The 'it' church

The 'it' church

From the President: If we 'get religion' we will thrive. If we don't, we will decline.
Peter Morales


Some congregations have it. Others don’t. And it doesn’t take long to figure out if a congregation has “it” or not. We sense it right away. It is unmistakable.

Some congregations are full of life. The energy fills the room. The warmth is palpable. We feel it in worship. We sense it in coffee hour. There is something about the “buzz.” We see people smile and embrace. They engage one another.

Alas, some congregations—far too many—don’t have it. They feel lifeless, cold, moribund. Why is this? What makes the difference between being full of life and warmth versus being dead and cold?

I think the difference is religion. Really. Religion. The key to the future for every single congregation and for Unitarian Universalism as a movement is whether we can “get religion.” If we “get religion” we will thrive. We will touch lives and change the world. If we don’t, we will decline.

Perhaps I should explain.

We tend to think of religion as a set of beliefs. That is a huge mistake. Religion is much more about what we love than about what we think. This emphasis on belief, especially on “true religion” being about correct belief, is a modern aberration. If we look at religions historically and across cultures, we discover that in fact belief has very little to do with religion. Some religious traditions, like Buddhism, have virtually no beliefs.

Consider the Hebrew tradition that gave rise to Christianity. The prophets in the scriptures show no interest in correct belief. They show a lot of interest in how people behave and whether they are faithful to their covenant.

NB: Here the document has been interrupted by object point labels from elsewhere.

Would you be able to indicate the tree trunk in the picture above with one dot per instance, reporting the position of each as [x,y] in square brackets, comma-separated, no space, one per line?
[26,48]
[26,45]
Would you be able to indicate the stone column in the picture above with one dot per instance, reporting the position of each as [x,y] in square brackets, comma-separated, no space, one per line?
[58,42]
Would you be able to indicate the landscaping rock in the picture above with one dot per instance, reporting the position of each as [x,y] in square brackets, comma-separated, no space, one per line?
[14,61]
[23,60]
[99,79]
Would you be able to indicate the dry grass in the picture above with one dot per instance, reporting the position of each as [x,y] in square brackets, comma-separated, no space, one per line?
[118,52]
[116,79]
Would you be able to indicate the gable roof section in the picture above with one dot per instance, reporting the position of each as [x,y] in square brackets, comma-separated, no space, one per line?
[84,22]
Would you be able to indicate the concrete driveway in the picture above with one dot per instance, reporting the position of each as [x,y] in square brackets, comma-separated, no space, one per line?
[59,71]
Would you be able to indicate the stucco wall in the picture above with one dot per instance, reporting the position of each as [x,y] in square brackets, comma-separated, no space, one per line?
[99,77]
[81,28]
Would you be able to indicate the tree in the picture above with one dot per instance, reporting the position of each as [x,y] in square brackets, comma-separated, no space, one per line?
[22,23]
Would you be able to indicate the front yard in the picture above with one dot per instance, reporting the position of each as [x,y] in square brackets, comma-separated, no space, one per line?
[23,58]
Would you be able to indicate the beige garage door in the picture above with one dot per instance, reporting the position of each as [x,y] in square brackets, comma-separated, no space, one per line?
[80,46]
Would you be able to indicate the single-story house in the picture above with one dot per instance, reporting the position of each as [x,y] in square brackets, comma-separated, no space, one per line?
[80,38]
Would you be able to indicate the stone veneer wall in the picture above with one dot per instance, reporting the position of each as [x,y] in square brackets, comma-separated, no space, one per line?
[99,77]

Actually, the very word “religion” comes from a Latin root that means to tie, to bind. Ultimately what ties us together, what makes us a religion, a united people, is what we love. Religion, our religion, is what we truly care about, what we want to preserve, embrace, and create.

The questions we ask one another are so critically important. If you and I ask each other what we believe, we will get into talking about very heady stuff. We will put forth our beliefs and then support them with evidence and argument. All too often we will end up arguing. I know. I have done more than my share.

However, when we ask one another what we truly love, what we truly value, what we care about more than anything else in life, something amazing happens. We don’t argue. We listen. We connect. We discover that we love and want the same things. We care about one another. We want honesty, depth, and intimacy in our relationships. We want enduring friendships.

We also discover that we realize that we are all in this life together. We want to help heal the world. We want compassion, understanding, and justice to guide our actions and our governments. We want to work together, hand in hand, to build a world beyond exploitation and violence.

When you and I focus on what we love and what we long to create, something almost miraculous happens. We are energized. We form lasting bonds. We become eager to commit ourselves and to work together. We become more generous. We come to care more about “us” and less about “me.”

In other words, when we focus on what we love we “get religion.”

The truth is that we do care deeply about the same things. We share a vision. In our congregations there is love, idealism, and energy waiting to be released. When we release these, when we really let our people go, we transform lives and change the world.

Let’s get religion. I can’t wait to see what we can do together.